What I love about this project, besides the glorious artwork, is the recycling and repurposing of old books (while retaining the emphasis on reading), and the clandestine nature of the operation, creating what now amounts to a national treasure hunt in Scotland as new pieces are announced.
If the artist had just started making these pieces, as marvelous as they are, and then tried to promote them through normal channels, I bet she would have had a hard slog of it. She'd have to find a gallery who thought the work might interest their particular clientele, then wait through the process of shows, reviews, and (hopefully) sales to establish her name. Or she might have opened an Etsy shop or tried to sell the work on eBay, but I bet they wouldn't have nearly the same cachet.

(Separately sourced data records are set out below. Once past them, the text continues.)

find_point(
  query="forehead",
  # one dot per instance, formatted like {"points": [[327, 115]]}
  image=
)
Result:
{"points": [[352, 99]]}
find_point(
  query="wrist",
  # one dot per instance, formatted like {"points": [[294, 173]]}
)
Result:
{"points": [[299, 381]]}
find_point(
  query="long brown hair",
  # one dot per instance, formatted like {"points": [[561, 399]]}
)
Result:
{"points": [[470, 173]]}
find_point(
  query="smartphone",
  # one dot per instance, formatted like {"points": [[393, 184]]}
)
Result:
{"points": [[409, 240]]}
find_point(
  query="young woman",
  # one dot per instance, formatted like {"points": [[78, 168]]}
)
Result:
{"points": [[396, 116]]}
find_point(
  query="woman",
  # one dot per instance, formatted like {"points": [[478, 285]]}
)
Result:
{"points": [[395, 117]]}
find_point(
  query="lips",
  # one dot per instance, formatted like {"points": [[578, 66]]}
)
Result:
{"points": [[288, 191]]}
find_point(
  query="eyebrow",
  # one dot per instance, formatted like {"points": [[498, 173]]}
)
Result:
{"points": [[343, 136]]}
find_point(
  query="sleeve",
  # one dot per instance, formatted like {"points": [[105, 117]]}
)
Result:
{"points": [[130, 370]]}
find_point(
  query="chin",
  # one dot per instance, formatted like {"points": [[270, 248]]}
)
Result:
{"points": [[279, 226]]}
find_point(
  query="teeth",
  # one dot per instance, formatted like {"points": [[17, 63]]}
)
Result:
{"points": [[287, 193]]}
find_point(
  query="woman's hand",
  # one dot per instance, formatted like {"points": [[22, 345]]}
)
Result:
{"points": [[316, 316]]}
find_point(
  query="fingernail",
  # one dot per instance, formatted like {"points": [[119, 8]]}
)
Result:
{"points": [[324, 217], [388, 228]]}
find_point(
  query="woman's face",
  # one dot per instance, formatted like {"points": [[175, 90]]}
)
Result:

What's great about this story is the artist's anti-celebrity stance, her insistence on anonymity. She doesn't care about making her name; she's too busy making art! Of course, it's also a brilliant marketing tool—even if her name is unknown, everybody in Scotland now knows her work. But the fact remains that all her pieces so far have been given away, in support of books, literacy, and culture in general. And how cool is that!